Many are drawn to this visionary usage of the NMR; however, I strongly believe that clustering & persistence of the NMR is the wrong level of abstraction. First, you are unwittingly exposing your solution to potentially unacceptable performance hit. With a little knowledge of the NMR's message passing semantics, you'll see that even a simple integration solution (like my File -> Pipeline EIP -> transfomer -> JMS) takes more NMR messages than you think: in this case, seven messages are used. Wow, a simple little integration solution using the JMS-flow takes a total of three persisted JMS queues and four temporary queues! And each of those persistant queues, in ActiveMQ, will need it's own thread! In fact, if you've left the default flow settings enabled in ServiceMix, you'll see that we create two queues (and hence, two threads) for each service on the NMR (one for JMS-flow, and another for JCA-flow!). I was curious about the impact of these flows on ServiceMix threading, so played around with the configuration. I found that by simply disabling the JMS & JCA flows in ServiceMix3, I was able to reduce the number of threads on startup by about 50%. Yup, that's right. I halved the number of threads lurking in the JVM.

So, a deeper look shows that this "flow" abstraction is going to consume resources and impact on your latency & throughput. It gets even hairier though: with a flow like the one I detailed above, it's possible that in a clustered environment your message exchange could start out on the file component of machine A, get pipelined by machine B, get transformed back in machine A, and then get send to the JMS provider on machine B. All that remote network traffic when all I ever wanted was to do a little transformation on a file and drop it into a queue.

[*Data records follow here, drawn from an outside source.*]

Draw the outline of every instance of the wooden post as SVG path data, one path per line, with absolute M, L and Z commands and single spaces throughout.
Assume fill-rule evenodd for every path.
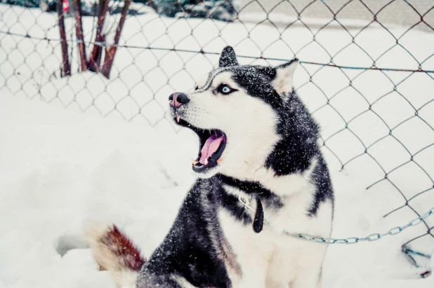
M 100 61 L 101 59 L 101 53 L 103 52 L 103 46 L 100 43 L 105 41 L 104 35 L 103 35 L 103 27 L 104 26 L 104 20 L 105 14 L 108 10 L 108 0 L 100 0 L 99 13 L 98 16 L 98 22 L 96 25 L 96 35 L 95 36 L 95 43 L 93 48 L 89 56 L 89 70 L 94 72 L 100 71 Z
M 71 75 L 71 67 L 68 57 L 68 43 L 66 41 L 66 32 L 65 31 L 65 16 L 63 14 L 63 0 L 58 0 L 58 16 L 59 32 L 60 34 L 60 47 L 62 48 L 62 76 Z
M 86 60 L 86 45 L 83 36 L 83 24 L 81 22 L 81 1 L 73 0 L 74 15 L 75 15 L 75 32 L 78 40 L 79 54 L 80 55 L 80 64 L 81 71 L 87 70 L 87 62 Z
M 114 35 L 114 45 L 110 46 L 110 49 L 105 50 L 105 57 L 104 57 L 104 64 L 103 68 L 101 68 L 101 73 L 106 78 L 109 78 L 110 75 L 110 71 L 112 69 L 112 65 L 113 64 L 113 60 L 114 59 L 114 54 L 117 49 L 117 46 L 119 43 L 119 39 L 121 38 L 121 32 L 122 32 L 122 27 L 126 18 L 126 14 L 128 13 L 128 8 L 131 3 L 131 0 L 124 0 L 124 8 L 122 8 L 122 14 L 121 15 L 121 19 L 119 24 L 116 29 L 116 34 Z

I had the good fortune to be in town with Guillaume Nodet, Godfather of Servicemix, last week, and talked to him about this; Guillaume is an intelligent and fun guy and if you get a chance to meet him then take it! It turns out that the JMS/JCA flow feature of ServiceMix was there before the NMR was refactored to become JBI-compliant. So, back when it was invented, it wasn't burdened by the additional NMR traffic mandated by the JBI spec. So, these flows made more sense back then, but really don't make so much sense now. You can get everything you want in terms of reliability by using explicit queues as checkpoints in a transactional SEDA architecture: just use the SEDA flow, and, where transaction propagation is required, set the message exchange to be synchronous.

Rather than engage in feature debridement in ServiceMix3, Guillaume has made the right move in choosing to leave these flows in ServiceMix3 but omit them from ServiceMix4. There is talk about reimplementing the JMS flow for ServiceMix4 for "backwards compatability", but I for one would rather see Guillaume invest his and the community's efforts on other more pressing stuff. A really nice feature of ServiceMix4 is that you will be able to transactional propagation on the SEDA flow with asynchronous as well as synchronous messages, so those who invest in the SEDA appraoch now can avail of better thread-performance at the flick of a switch when they move to ServiceMix4.

Both Guillaume and I were agreed in that if you want to introduce clustering, reliability or transactionality into your integration solution, then do so using explicitly named JMS queues. That way, you have full control over when and where your message exchanges are persisted, transacted or clustered. It's easy, and more importantly, it's the Right Level of Abstraction for integration solutions.